Merging multiple CSV's with different columns - python
Lets say I have a CSV which is generated yearly by my business. Each year my business decides there is a new type of data we want to collect. So Year2002.csv looks like this:
Age,Gender,Address
A,B,C
Then year2003.csv adds a new column
Age,Gender,Address,Location,
A,B,C,D
By the time we get to year 2021, my CSV now has 7 columns and looks like this:
Age,Gender,Address,Location,Height,Weight,Race
A,B,C,D,E,F,G,H
My business wants to create a single CSV which contains all of the data recorded. Where data is not available, (for example, Address data is not recorded in the 2002 CSV) there can be a 0 or a NAAN or a empty cell.
What is the best method available to merge the CSV's into a single CSV? It may be worthwhile saying, that I have 15,000 CSV files which need to be merged. ranging from 2002-2021. 2002 the CSV starts off with three columns, but by 2020, the csv has 10 columns. I want to create one 'master' spreadsheet which contains all of the data.
Just a little extra context... I am doing this because I will then be using Python to replace the empty values using the new data. E.g. calculate an average and replace CSV empty values with that average.
Hope this makes sense. I am just looking for some direction on how to best approach this.
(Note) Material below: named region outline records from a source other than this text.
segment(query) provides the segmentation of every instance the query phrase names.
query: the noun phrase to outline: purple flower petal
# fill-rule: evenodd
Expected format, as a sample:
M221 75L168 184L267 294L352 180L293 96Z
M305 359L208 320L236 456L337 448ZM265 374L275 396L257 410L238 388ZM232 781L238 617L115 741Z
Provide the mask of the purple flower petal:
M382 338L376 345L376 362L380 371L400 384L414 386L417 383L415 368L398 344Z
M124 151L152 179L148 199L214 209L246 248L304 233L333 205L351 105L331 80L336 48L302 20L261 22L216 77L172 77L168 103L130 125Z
I have been playing around with excel, power bi and python but I can not figure out the best way to do this.
With pandas you can use pandas.read_csv() to create Dataframe, which you can merge using pandas.concat().
import pandas as pd
data1 = pd.read_csv(csv1)
data2 = pd.read_csv(csv2)
data = pd.concat(data1, data2)
You should take a look at python csv module.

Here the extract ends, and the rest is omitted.